Those modifications included consolidating three different placements, one for each of the company’s operating groups, into one unified program. “There was some internal resistance,” said the risk manager, “but Julie helped quell that angst.”
Amplifying the Positives
“Paul has done so many things beyond the call for us that it is hard to pick on one issue,” one client said. “He has rescued us from the perception created from a recent loss by explaining to our carriers that such incidents take place fairly frequently in our industry.
“More to the point, such incidents do not constitute a forced outage. He has helped us battle what could be characterized as a poor operational year by correctly explaining the circumstances and how we have actually beaten industry standards. In short, Paul is invested in our success and really understands our business space very well.”
Another client noted, “Paul orchestrates the reinsurance placement for our captive insurance program. During our last renewal cycle, Paul convinced me of the potential value we could derive from an analytics study on our program and risk.

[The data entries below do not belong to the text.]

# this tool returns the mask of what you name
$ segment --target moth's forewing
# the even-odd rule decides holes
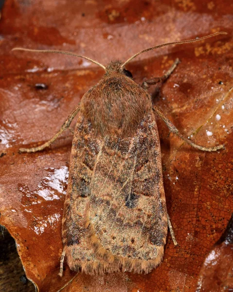
[[[148,273],[160,263],[167,222],[152,112],[133,135],[103,139],[79,115],[62,229],[72,270]]]
[[[105,138],[94,167],[90,200],[88,232],[99,258],[138,273],[149,273],[161,262],[167,219],[152,111],[132,135]]]
[[[62,219],[64,251],[71,270],[87,274],[119,270],[108,262],[99,260],[88,243],[84,226],[87,204],[90,195],[90,183],[99,141],[95,138],[93,128],[83,116],[79,115],[72,144],[68,186]],[[108,268],[108,269],[107,269]]]

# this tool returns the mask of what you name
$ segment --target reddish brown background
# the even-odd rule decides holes
[[[104,72],[78,58],[11,49],[73,51],[106,65],[161,43],[229,33],[145,53],[127,67],[142,82],[162,75],[179,57],[160,91],[150,89],[154,102],[197,143],[226,145],[215,153],[191,149],[172,134],[167,138],[157,117],[167,208],[179,246],[169,234],[163,262],[149,274],[79,274],[63,290],[194,292],[205,256],[233,210],[233,14],[231,0],[6,1],[0,20],[0,224],[15,239],[27,276],[40,292],[57,291],[75,275],[66,267],[64,276],[57,276],[72,136],[65,133],[40,153],[18,149],[51,138]]]

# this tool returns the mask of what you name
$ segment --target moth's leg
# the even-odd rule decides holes
[[[38,147],[36,147],[35,148],[20,148],[19,151],[21,152],[35,152],[37,151],[41,151],[43,149],[44,149],[46,147],[49,147],[52,143],[53,143],[54,141],[58,137],[58,136],[62,133],[62,132],[66,130],[67,128],[70,127],[70,125],[71,124],[73,119],[76,116],[76,115],[78,113],[79,111],[79,105],[76,106],[72,112],[70,113],[69,116],[67,120],[65,122],[63,125],[62,126],[61,128],[59,130],[54,136],[54,137],[47,142],[46,143],[44,143],[41,146],[39,146]]]
[[[172,237],[172,241],[173,241],[173,243],[174,245],[177,245],[178,243],[176,239],[176,237],[175,236],[175,233],[173,231],[173,229],[172,228],[172,223],[171,223],[171,221],[170,220],[169,216],[167,213],[167,223],[168,224],[168,227],[169,228],[170,233],[171,233],[171,236]]]
[[[69,129],[71,131],[73,135],[74,134],[74,131],[70,127],[69,127]]]
[[[167,125],[167,127],[174,134],[176,134],[181,138],[183,141],[185,142],[193,147],[194,148],[197,148],[197,149],[199,149],[199,150],[202,150],[202,151],[208,151],[209,152],[211,152],[212,151],[217,151],[219,149],[222,149],[224,148],[224,145],[218,145],[217,146],[215,146],[215,147],[211,147],[210,148],[206,148],[206,147],[203,147],[203,146],[200,146],[200,145],[197,145],[194,143],[192,141],[191,141],[189,139],[186,137],[184,137],[181,134],[178,130],[178,129],[175,127],[175,126],[172,124],[172,123],[170,121],[167,117],[165,115],[164,113],[161,110],[156,106],[154,106],[153,110],[155,111],[156,111],[159,115],[163,120],[165,124]]]
[[[62,277],[62,275],[63,274],[63,264],[65,259],[65,251],[63,251],[62,252],[62,254],[61,254],[61,260],[60,261],[60,270],[58,274],[58,276],[60,276],[60,277]]]
[[[162,76],[162,77],[157,77],[155,78],[152,78],[150,79],[144,81],[141,86],[143,89],[148,89],[150,85],[154,85],[158,82],[161,81],[164,82],[169,77],[171,74],[173,72],[175,68],[177,67],[178,64],[179,63],[179,60],[178,58],[176,59],[175,62],[172,64],[171,68],[167,71],[167,72]]]

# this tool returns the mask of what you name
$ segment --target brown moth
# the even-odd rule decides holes
[[[193,143],[179,132],[161,110],[153,106],[145,89],[167,78],[179,60],[162,77],[142,85],[134,81],[125,66],[142,53],[219,34],[226,33],[156,46],[125,63],[110,62],[107,67],[72,53],[40,51],[85,58],[106,71],[53,138],[38,147],[19,149],[34,152],[50,146],[78,113],[62,219],[64,249],[60,275],[65,256],[71,270],[81,269],[90,274],[119,271],[148,273],[162,259],[168,226],[177,244],[166,207],[154,111],[171,132],[193,147],[212,151],[224,146],[206,148]]]

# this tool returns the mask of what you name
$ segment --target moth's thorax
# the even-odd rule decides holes
[[[81,111],[97,135],[133,135],[151,110],[150,96],[124,74],[121,64],[111,62],[102,79],[82,99]]]

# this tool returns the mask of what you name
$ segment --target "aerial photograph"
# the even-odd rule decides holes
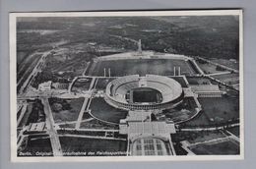
[[[239,156],[239,19],[17,17],[17,158]]]

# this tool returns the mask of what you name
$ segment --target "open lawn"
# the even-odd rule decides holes
[[[104,68],[111,70],[111,77],[122,77],[126,75],[146,74],[172,76],[174,67],[181,68],[182,75],[194,75],[195,71],[190,64],[184,60],[174,59],[127,59],[108,60],[96,63],[94,70],[90,71],[92,76],[104,76]]]
[[[239,98],[212,97],[199,98],[207,117],[215,124],[235,121],[239,118]]]
[[[49,98],[55,123],[76,121],[85,98]]]
[[[196,143],[225,137],[222,131],[177,132],[173,141],[187,141],[190,143]]]
[[[240,128],[239,126],[237,127],[232,127],[232,128],[228,128],[226,129],[228,132],[230,132],[231,134],[233,134],[234,136],[240,138]]]
[[[93,98],[91,105],[91,114],[96,118],[111,123],[119,124],[120,119],[125,119],[127,111],[119,110],[108,105],[101,97]]]
[[[225,75],[216,75],[213,78],[218,79],[228,84],[239,84],[239,74],[225,74]]]
[[[190,149],[197,155],[234,155],[239,154],[239,145],[231,141],[199,144]]]
[[[127,141],[98,139],[86,139],[76,137],[60,137],[63,152],[86,152],[85,156],[111,156],[111,154],[100,154],[100,152],[126,151]],[[92,152],[90,155],[89,152]],[[98,153],[99,152],[99,153]],[[84,156],[77,155],[77,156]],[[114,155],[114,154],[112,154]],[[116,154],[120,156],[120,154]],[[124,154],[123,154],[124,155]],[[76,156],[76,155],[74,155]]]
[[[39,137],[29,137],[27,144],[26,141],[23,142],[23,148],[18,152],[18,156],[41,156],[36,152],[43,152],[44,156],[52,156],[50,139],[46,138],[48,136]]]
[[[203,77],[187,77],[188,84],[193,85],[211,84],[211,81]]]
[[[114,78],[99,78],[99,79],[97,79],[96,88],[98,90],[105,89],[107,84],[113,80],[114,80]]]

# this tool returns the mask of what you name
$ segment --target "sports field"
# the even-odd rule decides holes
[[[199,102],[213,123],[226,123],[239,118],[239,99],[237,97],[199,98]]]
[[[104,76],[104,68],[106,76],[109,76],[108,69],[110,69],[111,77],[122,77],[127,75],[139,74],[145,76],[146,74],[172,76],[174,74],[174,67],[180,67],[182,75],[194,75],[195,71],[190,64],[184,60],[173,59],[125,59],[125,60],[106,60],[95,63],[91,76]],[[176,69],[177,74],[177,69]]]
[[[203,143],[190,148],[197,155],[232,155],[239,154],[239,144],[226,141],[215,143]]]
[[[82,108],[84,98],[63,99],[52,97],[49,99],[55,123],[76,121]]]

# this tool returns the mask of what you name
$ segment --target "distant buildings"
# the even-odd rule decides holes
[[[51,81],[48,81],[48,82],[40,84],[38,85],[38,90],[40,90],[40,91],[49,91],[51,89],[51,84],[52,84]]]

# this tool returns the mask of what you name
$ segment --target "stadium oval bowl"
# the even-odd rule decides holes
[[[160,102],[130,102],[127,92],[136,88],[152,88],[160,91]],[[182,102],[184,92],[179,83],[167,77],[158,75],[125,76],[117,78],[106,85],[105,101],[123,110],[163,110],[177,106]]]

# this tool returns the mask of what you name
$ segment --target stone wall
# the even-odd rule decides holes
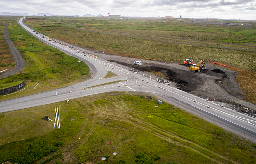
[[[0,90],[0,95],[6,94],[7,94],[17,91],[23,88],[26,85],[26,83],[25,82],[25,80],[24,80],[21,83],[15,86]]]

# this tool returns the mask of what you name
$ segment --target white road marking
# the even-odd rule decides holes
[[[162,87],[160,87],[160,88],[162,88]],[[169,92],[172,92],[172,93],[174,93],[174,94],[178,94],[178,95],[180,95],[180,96],[182,96],[182,97],[183,97],[184,98],[186,98],[186,99],[188,99],[189,100],[191,100],[193,101],[194,101],[193,100],[192,100],[192,99],[190,99],[190,98],[188,98],[188,97],[185,97],[184,96],[182,96],[182,95],[180,95],[180,94],[178,94],[178,93],[175,93],[175,92],[172,92],[172,91],[171,91],[168,90],[167,90],[167,89],[165,89],[167,91],[169,91]],[[199,103],[199,104],[200,104],[202,105],[203,105],[203,106],[205,106],[205,104],[203,104],[203,103],[200,103],[200,102],[197,102],[197,102],[196,102],[196,103]],[[190,104],[190,105],[192,105],[192,105],[191,105],[191,104]],[[198,108],[198,107],[196,107],[196,108]],[[229,115],[229,116],[232,116],[232,117],[234,117],[236,118],[237,118],[237,119],[240,119],[240,120],[242,120],[242,121],[245,121],[245,122],[246,122],[248,123],[249,123],[249,124],[252,124],[252,125],[254,125],[254,126],[256,126],[256,124],[252,124],[252,123],[250,123],[250,122],[247,122],[247,121],[245,121],[245,120],[243,120],[242,119],[245,119],[245,118],[242,118],[242,117],[238,117],[238,116],[235,116],[235,115],[232,115],[232,114],[229,114],[229,113],[225,113],[225,112],[224,112],[222,111],[220,111],[220,110],[218,110],[218,109],[215,109],[215,108],[213,108],[213,107],[209,107],[209,108],[211,108],[211,109],[214,109],[214,110],[216,110],[216,111],[218,111],[218,112],[221,112],[221,113],[224,113],[224,114],[227,114],[227,115]],[[199,108],[199,109],[200,109],[200,108]],[[204,111],[204,110],[203,110],[203,111]],[[210,113],[209,112],[207,112],[209,113]],[[211,114],[212,114],[212,113],[211,113]],[[253,120],[250,120],[250,121],[255,121],[255,122],[256,123],[256,121],[253,121]]]

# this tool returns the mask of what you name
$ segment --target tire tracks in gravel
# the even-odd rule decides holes
[[[22,58],[22,56],[20,52],[17,50],[15,45],[9,37],[9,33],[8,30],[8,24],[7,23],[5,28],[5,32],[4,37],[5,37],[5,40],[7,42],[10,49],[11,50],[11,54],[13,56],[13,59],[16,65],[12,70],[10,71],[0,75],[0,79],[3,77],[6,77],[12,75],[17,72],[25,67],[26,63]]]
[[[111,119],[117,121],[123,121],[128,122],[135,127],[144,130],[147,132],[154,134],[156,136],[168,142],[176,145],[189,148],[195,151],[207,158],[210,159],[213,161],[219,164],[226,163],[227,162],[230,163],[232,162],[235,164],[238,164],[239,163],[232,159],[228,159],[226,157],[219,154],[216,152],[202,147],[198,144],[192,142],[184,138],[181,138],[179,136],[172,133],[171,132],[167,131],[149,123],[141,121],[137,118],[135,118],[130,114],[125,114],[123,113],[121,113],[120,116],[116,114],[113,115],[107,114],[105,111],[104,114],[102,114],[101,112],[98,113],[99,115],[101,117],[105,118],[106,119]],[[120,113],[121,114],[121,113]],[[182,142],[183,142],[182,143]],[[208,154],[206,154],[204,153],[208,152],[215,156],[215,157],[211,156]],[[219,159],[216,159],[218,157]],[[221,159],[220,160],[220,159]]]

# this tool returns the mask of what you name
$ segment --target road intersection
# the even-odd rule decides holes
[[[32,29],[26,26],[21,20],[19,22],[27,31],[33,33]],[[67,99],[68,96],[71,101],[73,99],[110,92],[142,92],[145,94],[162,99],[164,101],[256,142],[255,118],[225,107],[225,104],[224,107],[222,107],[222,104],[219,102],[207,101],[175,88],[157,82],[157,79],[143,77],[143,72],[132,72],[125,66],[117,63],[107,62],[102,59],[92,55],[85,56],[82,53],[77,53],[75,50],[71,48],[65,43],[53,43],[52,40],[49,41],[47,38],[41,37],[40,34],[34,34],[34,35],[48,45],[86,62],[94,72],[92,78],[68,87],[0,102],[0,113],[64,101]],[[83,51],[82,49],[79,50],[89,51]],[[93,52],[91,53],[93,54]],[[96,53],[94,54],[96,55]],[[120,75],[120,77],[117,76],[104,79],[109,71]],[[118,79],[122,81],[120,83],[111,83],[117,81]],[[104,84],[107,83],[109,84]],[[103,88],[104,86],[105,88]],[[83,90],[83,88],[86,89]],[[72,92],[69,92],[70,90]],[[56,92],[57,95],[55,95]]]

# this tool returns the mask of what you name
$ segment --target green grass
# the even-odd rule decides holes
[[[49,150],[45,157],[30,158],[40,163],[65,160],[67,154],[73,163],[103,156],[110,164],[256,162],[255,144],[149,96],[111,92],[8,112],[0,117],[5,130],[0,132],[0,162],[23,159],[37,147]],[[53,130],[53,122],[41,118],[54,120],[57,105],[61,128]],[[44,146],[30,146],[34,144]]]
[[[171,19],[164,19],[167,21],[164,22],[162,18],[51,18],[71,25],[74,24],[72,22],[83,25],[86,30],[75,29],[63,23],[58,24],[59,26],[53,28],[56,20],[47,18],[34,18],[26,22],[33,24],[33,27],[37,29],[47,31],[46,32],[48,35],[71,44],[75,42],[78,46],[96,51],[108,51],[111,54],[116,52],[117,54],[121,53],[125,56],[132,54],[140,58],[171,62],[181,62],[187,58],[194,61],[204,59],[206,61],[228,63],[239,68],[256,69],[256,61],[254,60],[256,56],[253,51],[256,51],[256,49],[247,46],[256,46],[256,23],[254,21],[237,22],[249,25],[242,26],[189,24]],[[49,21],[50,22],[47,23]],[[219,21],[211,21],[218,23]],[[52,26],[44,27],[43,29],[41,27],[42,24],[48,24]],[[174,37],[178,39],[171,38]],[[231,47],[235,49],[230,49]]]
[[[4,21],[1,20],[2,22]],[[18,73],[0,79],[0,85],[25,80],[29,87],[26,92],[1,96],[0,100],[67,86],[90,78],[90,69],[85,63],[29,35],[15,21],[10,22],[10,38],[21,53],[26,64]],[[33,89],[38,82],[37,86],[38,90]]]

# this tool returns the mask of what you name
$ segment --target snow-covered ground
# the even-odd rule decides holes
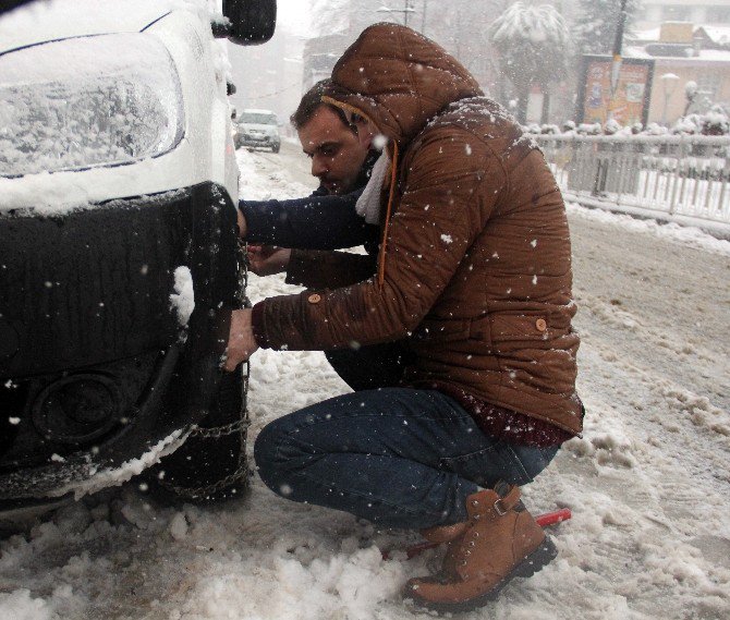
[[[306,165],[239,153],[248,198],[297,196]],[[560,556],[469,619],[730,618],[730,243],[577,206],[573,234],[583,438],[524,495]],[[294,290],[252,278],[254,300]],[[251,437],[345,391],[320,353],[259,351]],[[0,542],[0,618],[401,620],[438,551],[384,561],[412,533],[273,496],[162,506],[134,482]]]

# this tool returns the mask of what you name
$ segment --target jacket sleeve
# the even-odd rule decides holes
[[[254,313],[263,345],[328,350],[398,340],[434,307],[487,226],[507,178],[483,139],[454,127],[431,131],[404,166],[384,285],[370,278],[317,295],[264,300]]]
[[[368,254],[293,250],[287,283],[307,289],[346,287],[367,280],[376,266],[376,257]]]
[[[344,196],[315,192],[292,200],[239,200],[250,243],[303,250],[354,247],[377,236],[378,227],[355,211],[362,189]]]

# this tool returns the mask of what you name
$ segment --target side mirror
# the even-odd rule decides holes
[[[260,45],[273,36],[277,0],[223,0],[223,16],[230,22],[221,33],[228,40],[236,45]]]

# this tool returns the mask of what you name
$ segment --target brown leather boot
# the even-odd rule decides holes
[[[436,525],[422,530],[421,535],[429,543],[440,545],[441,543],[451,543],[451,540],[461,536],[466,527],[469,527],[469,521],[454,523],[453,525]]]
[[[503,485],[500,490],[469,496],[469,521],[449,543],[441,571],[410,580],[407,598],[438,612],[471,611],[497,598],[515,576],[531,576],[558,555],[520,501],[520,489]]]

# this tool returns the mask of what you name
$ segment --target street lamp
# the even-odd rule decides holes
[[[669,98],[674,94],[677,89],[677,84],[679,84],[679,75],[673,73],[665,73],[659,80],[661,80],[661,85],[665,90],[665,109],[661,113],[661,124],[667,126],[667,108],[669,107]]]
[[[407,26],[409,25],[409,13],[415,13],[416,10],[411,7],[410,0],[404,0],[403,1],[403,8],[402,9],[391,9],[390,7],[386,7],[382,4],[379,9],[376,9],[377,13],[403,13],[403,25]]]

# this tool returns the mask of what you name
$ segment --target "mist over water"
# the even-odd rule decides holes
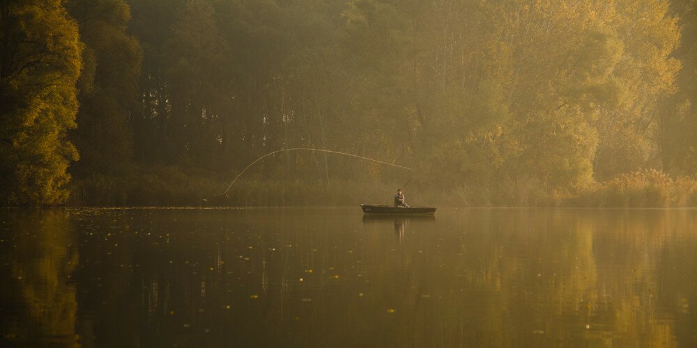
[[[14,345],[690,347],[697,210],[5,211]]]

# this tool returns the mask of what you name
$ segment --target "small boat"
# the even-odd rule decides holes
[[[392,205],[360,205],[363,214],[381,215],[433,215],[436,208],[431,207],[395,207]]]

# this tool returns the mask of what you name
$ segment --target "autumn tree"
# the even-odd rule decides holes
[[[3,203],[52,205],[68,196],[77,152],[75,83],[82,45],[60,0],[0,3],[0,195]]]

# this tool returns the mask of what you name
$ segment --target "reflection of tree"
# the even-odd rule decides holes
[[[68,283],[77,262],[74,235],[62,211],[13,216],[16,248],[11,253],[10,293],[21,303],[16,313],[20,342],[42,345],[78,346],[75,334],[75,287]]]

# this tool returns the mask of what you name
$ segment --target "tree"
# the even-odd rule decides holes
[[[82,158],[73,172],[114,173],[132,160],[128,118],[137,100],[140,45],[125,33],[130,11],[123,0],[70,0],[66,6],[85,45],[78,127],[72,136]]]

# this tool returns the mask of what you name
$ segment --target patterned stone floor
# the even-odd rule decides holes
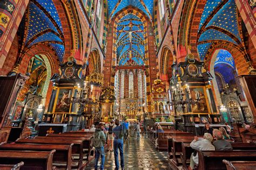
[[[105,153],[104,168],[114,169],[113,152],[105,151]],[[145,136],[124,140],[124,155],[125,169],[169,169],[167,152],[157,151]],[[91,162],[85,169],[93,169],[94,162]]]

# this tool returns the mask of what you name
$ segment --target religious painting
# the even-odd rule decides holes
[[[191,94],[191,98],[196,101],[196,98],[200,97],[200,100],[198,103],[194,104],[192,104],[192,109],[193,112],[208,112],[208,109],[207,103],[207,97],[206,95],[206,91],[203,87],[191,87],[190,92]]]
[[[189,65],[187,67],[187,70],[192,76],[196,76],[198,74],[198,68],[194,64]]]
[[[62,123],[63,119],[64,114],[55,114],[55,117],[54,117],[53,123]]]
[[[66,68],[64,72],[65,76],[66,78],[69,78],[74,74],[75,69],[72,67],[69,67]]]
[[[72,97],[73,89],[59,88],[56,101],[55,112],[69,112],[70,103],[69,100]]]
[[[13,120],[18,121],[21,119],[22,112],[23,111],[24,107],[18,105],[16,106],[16,109],[15,110],[15,114],[14,114]]]

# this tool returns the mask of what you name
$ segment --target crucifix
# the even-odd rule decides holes
[[[119,30],[117,31],[118,32],[126,32],[128,33],[128,36],[129,37],[129,41],[130,41],[130,48],[129,48],[129,51],[130,51],[130,56],[129,56],[129,59],[130,60],[131,60],[132,59],[132,33],[133,32],[142,32],[142,30],[134,30],[132,31],[132,22],[131,20],[130,21],[129,23],[129,31],[125,31],[125,30]]]

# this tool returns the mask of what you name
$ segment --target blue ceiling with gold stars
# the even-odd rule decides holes
[[[232,84],[235,80],[235,70],[234,59],[231,54],[225,49],[220,49],[214,62],[214,72],[220,74],[226,83]]]
[[[24,41],[28,47],[40,43],[50,45],[62,62],[65,52],[63,31],[52,0],[37,0],[29,4],[28,31]]]
[[[153,0],[109,0],[107,1],[108,16],[112,18],[123,9],[131,5],[143,11],[149,18],[153,18]],[[111,13],[113,14],[111,15]]]
[[[132,60],[135,61],[136,65],[144,64],[144,30],[142,21],[133,14],[128,14],[120,20],[117,26],[116,44],[119,65],[127,64],[127,61],[130,59],[130,49]]]
[[[212,13],[215,15],[212,16]],[[210,16],[212,18],[208,19]],[[205,26],[202,27],[204,25]],[[201,30],[202,29],[204,30]],[[197,48],[201,60],[204,59],[211,42],[225,41],[234,45],[240,45],[241,38],[234,0],[226,2],[224,0],[207,0],[199,23],[198,32],[200,32]]]

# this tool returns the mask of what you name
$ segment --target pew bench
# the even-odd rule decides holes
[[[55,150],[51,151],[0,151],[0,164],[16,164],[23,161],[21,169],[55,169],[52,158]]]
[[[168,150],[167,136],[194,136],[192,133],[178,131],[171,131],[157,133],[157,146],[159,150]]]
[[[74,159],[71,165],[72,168],[80,168],[85,167],[87,165],[87,161],[83,162],[84,153],[83,151],[84,143],[85,140],[72,139],[54,139],[48,138],[47,139],[18,139],[15,143],[23,144],[53,144],[53,145],[71,145],[73,144],[72,147],[72,156],[77,157],[79,155],[79,160]]]
[[[72,147],[70,145],[49,145],[33,144],[6,144],[0,145],[0,150],[10,151],[50,151],[56,150],[52,158],[53,166],[57,168],[65,167],[66,169],[71,169],[73,159],[71,155]]]
[[[232,161],[256,161],[256,151],[198,151],[198,169],[226,169],[224,159]]]
[[[23,162],[21,162],[15,165],[0,164],[1,170],[19,170],[24,165]]]
[[[227,170],[254,170],[256,167],[256,161],[229,161],[224,159],[223,162]]]

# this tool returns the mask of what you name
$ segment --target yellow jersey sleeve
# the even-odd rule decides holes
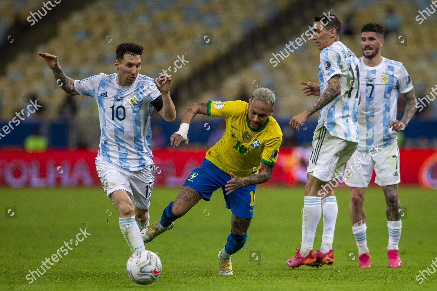
[[[244,108],[241,106],[245,102],[240,100],[224,102],[210,100],[208,101],[207,113],[208,116],[228,118],[242,110],[244,111]]]
[[[279,147],[282,141],[282,133],[280,135],[273,138],[266,144],[263,151],[261,157],[261,162],[270,166],[274,166],[277,159],[277,155],[279,152]]]

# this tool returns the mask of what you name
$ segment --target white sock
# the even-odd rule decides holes
[[[367,247],[367,240],[366,240],[366,229],[367,226],[364,223],[362,225],[356,226],[352,226],[352,233],[355,238],[357,246],[358,246],[358,254],[369,253],[369,248]]]
[[[149,221],[150,220],[150,215],[149,214],[149,216],[147,216],[147,219],[146,221],[146,222],[142,223],[140,221],[138,221],[135,219],[135,221],[136,221],[137,225],[138,226],[138,227],[139,228],[140,231],[142,230],[148,226],[150,223],[149,223]]]
[[[387,220],[387,226],[388,228],[388,245],[387,250],[399,250],[399,240],[401,238],[401,229],[402,228],[401,220],[390,221]]]
[[[332,249],[334,241],[334,231],[337,220],[338,206],[335,196],[330,196],[322,200],[322,208],[323,211],[323,234],[322,236],[322,246],[320,251],[327,253]]]
[[[130,217],[121,217],[118,219],[120,229],[126,240],[132,253],[146,250],[144,242],[141,236],[138,226],[135,219],[135,216]]]
[[[223,248],[222,249],[222,250],[220,251],[220,256],[222,257],[222,258],[225,260],[229,260],[231,258],[231,256],[232,255],[226,252],[225,248]]]
[[[306,257],[312,250],[316,230],[322,216],[322,199],[319,197],[305,196],[304,198],[302,212],[302,243],[300,254]]]

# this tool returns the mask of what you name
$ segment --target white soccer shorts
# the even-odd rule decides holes
[[[374,150],[368,151],[358,149],[354,153],[346,165],[346,168],[352,171],[349,175],[345,175],[344,183],[347,185],[357,188],[367,188],[374,169],[376,174],[375,183],[380,186],[394,185],[400,182],[397,141],[395,140],[384,147],[379,148],[379,153]],[[354,171],[356,172],[354,173]]]
[[[325,127],[314,133],[306,172],[319,180],[337,181],[358,144],[333,137]]]
[[[152,160],[145,169],[129,172],[117,165],[96,158],[96,168],[103,185],[103,191],[111,204],[114,203],[110,195],[117,190],[123,189],[127,192],[137,207],[149,209],[155,179],[155,164]]]

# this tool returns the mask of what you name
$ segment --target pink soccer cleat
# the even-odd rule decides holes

“The study provided the marketing team with a deeper understanding of our risk profile and an ability to counter conclusions in insurer models. The result was favorable and — more importantly — Paul helped move us to the next level in understanding our risk.”
Whitstock’s expertise is stochastic analysis, in which random variables are used to model or test possible risks. Notably, clients laud the use of that approach in captive insurance to determine optimal inflection points for captive participation, risk-transfer structure, and attachment points.
In several cases, Whitstock helped clients diversify their approach to placements among captive, mutual, and commercial markets using stochastic models.